BMC Med Educ. 2026 Feb 4. doi: 10.1186/s12909-026-08715-9. Online ahead of print.
ABSTRACT
BACKGROUND: The existing undergraduate training uses comprehensive models, including theoretical, preclinical, and clinical practice, and aims to provide the candidate with the specific knowledge and skills required to perform the relevant treatments. The prevalence of integrating new systems in endodontic education and their contribution to the applicability of endodontic treatments have not been evaluated from the perspective of trainees and educators before/after graduation. This study aimed to determine which endodontic preclinical training model contributes more to clinical applicability and success. In light of the obtained data, it seeks to raise awareness by proposing the most appropriate education model or model combination.

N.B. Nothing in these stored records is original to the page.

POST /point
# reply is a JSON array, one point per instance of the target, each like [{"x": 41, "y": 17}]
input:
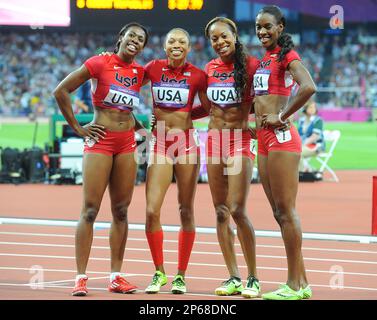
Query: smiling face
[
  {"x": 177, "y": 45},
  {"x": 268, "y": 30},
  {"x": 133, "y": 41},
  {"x": 223, "y": 40}
]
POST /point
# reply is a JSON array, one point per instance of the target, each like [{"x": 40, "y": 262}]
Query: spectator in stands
[
  {"x": 83, "y": 99},
  {"x": 310, "y": 128}
]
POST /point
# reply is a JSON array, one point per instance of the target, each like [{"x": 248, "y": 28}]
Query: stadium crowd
[{"x": 31, "y": 65}]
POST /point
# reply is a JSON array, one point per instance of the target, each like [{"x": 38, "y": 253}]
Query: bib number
[
  {"x": 283, "y": 135},
  {"x": 253, "y": 147},
  {"x": 260, "y": 82}
]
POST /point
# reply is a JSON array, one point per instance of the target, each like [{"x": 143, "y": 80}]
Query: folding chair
[{"x": 331, "y": 138}]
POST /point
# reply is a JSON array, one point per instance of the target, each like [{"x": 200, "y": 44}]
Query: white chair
[{"x": 331, "y": 138}]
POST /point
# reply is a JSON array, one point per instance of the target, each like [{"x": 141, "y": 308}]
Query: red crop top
[
  {"x": 174, "y": 88},
  {"x": 272, "y": 76},
  {"x": 115, "y": 83},
  {"x": 221, "y": 89}
]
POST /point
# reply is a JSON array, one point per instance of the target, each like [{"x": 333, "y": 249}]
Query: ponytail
[
  {"x": 285, "y": 40},
  {"x": 123, "y": 31},
  {"x": 241, "y": 76},
  {"x": 286, "y": 44}
]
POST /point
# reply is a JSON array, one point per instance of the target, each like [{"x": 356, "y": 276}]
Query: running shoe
[
  {"x": 121, "y": 285},
  {"x": 283, "y": 293},
  {"x": 178, "y": 285},
  {"x": 230, "y": 287},
  {"x": 252, "y": 288},
  {"x": 159, "y": 280},
  {"x": 80, "y": 287},
  {"x": 307, "y": 292}
]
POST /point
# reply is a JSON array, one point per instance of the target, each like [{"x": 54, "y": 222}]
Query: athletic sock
[
  {"x": 185, "y": 244},
  {"x": 155, "y": 241},
  {"x": 80, "y": 276},
  {"x": 113, "y": 275}
]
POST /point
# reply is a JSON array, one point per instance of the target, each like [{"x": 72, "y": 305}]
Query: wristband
[{"x": 281, "y": 121}]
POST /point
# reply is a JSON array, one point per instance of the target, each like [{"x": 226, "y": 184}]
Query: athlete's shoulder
[
  {"x": 193, "y": 68},
  {"x": 214, "y": 63},
  {"x": 252, "y": 62},
  {"x": 155, "y": 64},
  {"x": 292, "y": 55}
]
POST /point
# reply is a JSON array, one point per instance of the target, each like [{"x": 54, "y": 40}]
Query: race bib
[
  {"x": 260, "y": 81},
  {"x": 223, "y": 94},
  {"x": 195, "y": 135},
  {"x": 121, "y": 98},
  {"x": 288, "y": 79},
  {"x": 283, "y": 135},
  {"x": 253, "y": 146},
  {"x": 171, "y": 95}
]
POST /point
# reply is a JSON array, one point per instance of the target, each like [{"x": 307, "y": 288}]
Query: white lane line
[
  {"x": 191, "y": 263},
  {"x": 54, "y": 235},
  {"x": 205, "y": 230},
  {"x": 137, "y": 292},
  {"x": 258, "y": 268},
  {"x": 208, "y": 295}
]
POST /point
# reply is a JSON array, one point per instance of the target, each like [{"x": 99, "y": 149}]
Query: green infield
[{"x": 356, "y": 149}]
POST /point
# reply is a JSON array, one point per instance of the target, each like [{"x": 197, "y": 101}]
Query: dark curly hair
[
  {"x": 123, "y": 31},
  {"x": 241, "y": 75},
  {"x": 285, "y": 40}
]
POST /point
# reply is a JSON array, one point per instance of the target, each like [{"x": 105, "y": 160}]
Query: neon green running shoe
[
  {"x": 178, "y": 285},
  {"x": 159, "y": 280},
  {"x": 252, "y": 288},
  {"x": 307, "y": 292},
  {"x": 283, "y": 293},
  {"x": 230, "y": 287}
]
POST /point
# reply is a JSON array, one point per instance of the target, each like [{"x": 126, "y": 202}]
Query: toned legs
[
  {"x": 279, "y": 176},
  {"x": 96, "y": 172},
  {"x": 121, "y": 186}
]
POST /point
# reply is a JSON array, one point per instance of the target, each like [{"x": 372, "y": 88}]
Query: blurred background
[{"x": 42, "y": 41}]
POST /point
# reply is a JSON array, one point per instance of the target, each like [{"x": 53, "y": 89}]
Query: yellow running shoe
[
  {"x": 159, "y": 280},
  {"x": 283, "y": 293}
]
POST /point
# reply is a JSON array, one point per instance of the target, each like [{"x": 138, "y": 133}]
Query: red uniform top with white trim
[
  {"x": 221, "y": 90},
  {"x": 272, "y": 76},
  {"x": 174, "y": 88},
  {"x": 115, "y": 83}
]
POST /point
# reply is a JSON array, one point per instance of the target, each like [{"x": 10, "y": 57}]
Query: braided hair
[
  {"x": 241, "y": 76},
  {"x": 284, "y": 40},
  {"x": 123, "y": 31}
]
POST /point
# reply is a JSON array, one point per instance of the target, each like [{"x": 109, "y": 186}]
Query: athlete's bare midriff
[
  {"x": 113, "y": 119},
  {"x": 173, "y": 119},
  {"x": 236, "y": 117},
  {"x": 268, "y": 104}
]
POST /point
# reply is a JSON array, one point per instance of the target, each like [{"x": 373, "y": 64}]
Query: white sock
[
  {"x": 80, "y": 276},
  {"x": 113, "y": 275}
]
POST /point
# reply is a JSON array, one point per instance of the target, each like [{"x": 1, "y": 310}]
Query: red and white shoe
[
  {"x": 80, "y": 287},
  {"x": 121, "y": 285}
]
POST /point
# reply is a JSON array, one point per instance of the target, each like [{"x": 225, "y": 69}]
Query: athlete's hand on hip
[
  {"x": 272, "y": 121},
  {"x": 253, "y": 132},
  {"x": 92, "y": 130}
]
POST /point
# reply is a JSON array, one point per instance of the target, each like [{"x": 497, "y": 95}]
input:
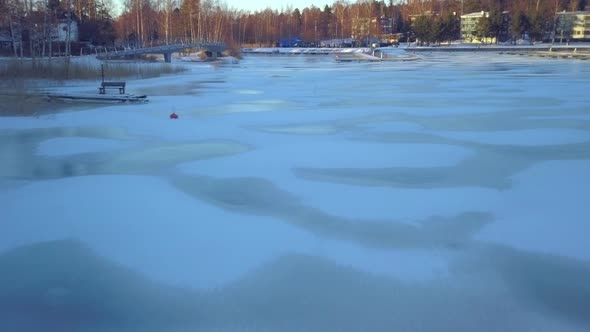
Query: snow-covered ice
[{"x": 297, "y": 193}]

METHODS: A questionnaire was initially prepared and transferred to an online platform. The survey consists of 3 parts and 36 questions in total. The first part is about the participants’ demographics. The second section assessed information on endodontic preclinical training models participants experienced during undergraduate/postgraduate training, their general perspectives on endodontics, and their self-assessment of the contribution of these models to clinical practice competence. The third aimed to determine participants’ knowledge of the material properties used in endodontic simulation, their advantages and disadvantages, and their preferred model based on trainee and educator perspectives. After validating the questionnaire, the data were analysed using Fisher-Freeman-Halton, Pearson chi-square, Yates correction, and Fisher Exact Test with Monte Carlo correction for categorical variables (p < 0.05).
RESULTS: The internal consistency and construct validity demonstrated strong inter-item correlations (r = 0.81-0.90), indicating high internal coherence. The content validity index for all items exceeded the acceptable threshold (≥ 0.80). The distribution of participants (n = 238) was as follows: students (46.8%), dentists (29.1%), PhD students/residents (9.7%), endodontists (7.6%), and lecturers/educators (8.9%). Most participants reported completing preclinical training with only extracted teeth (54.2%). The preclinical training model the current students received had a statistically significant content, with simulated models included (p < 0.003). Among dentists and students trained solely on extracted teeth, those not sympathetic to endodontics were significantly more common (p = 0.042). Those who responded that they understood and practised endodontics better had been trained by simulated models and phantom bodies in addition to extracted teeth (P < 0.001). Participants generally reported that combining extracted teeth, simulated models, and phantom scenarios contributed more to endodontic education (p = 0.001).
CONCLUSIONS: Integrating simulated models into the endodontic training module is highly promising. Advances in materials science and simulation technologies enable the development of realistic models.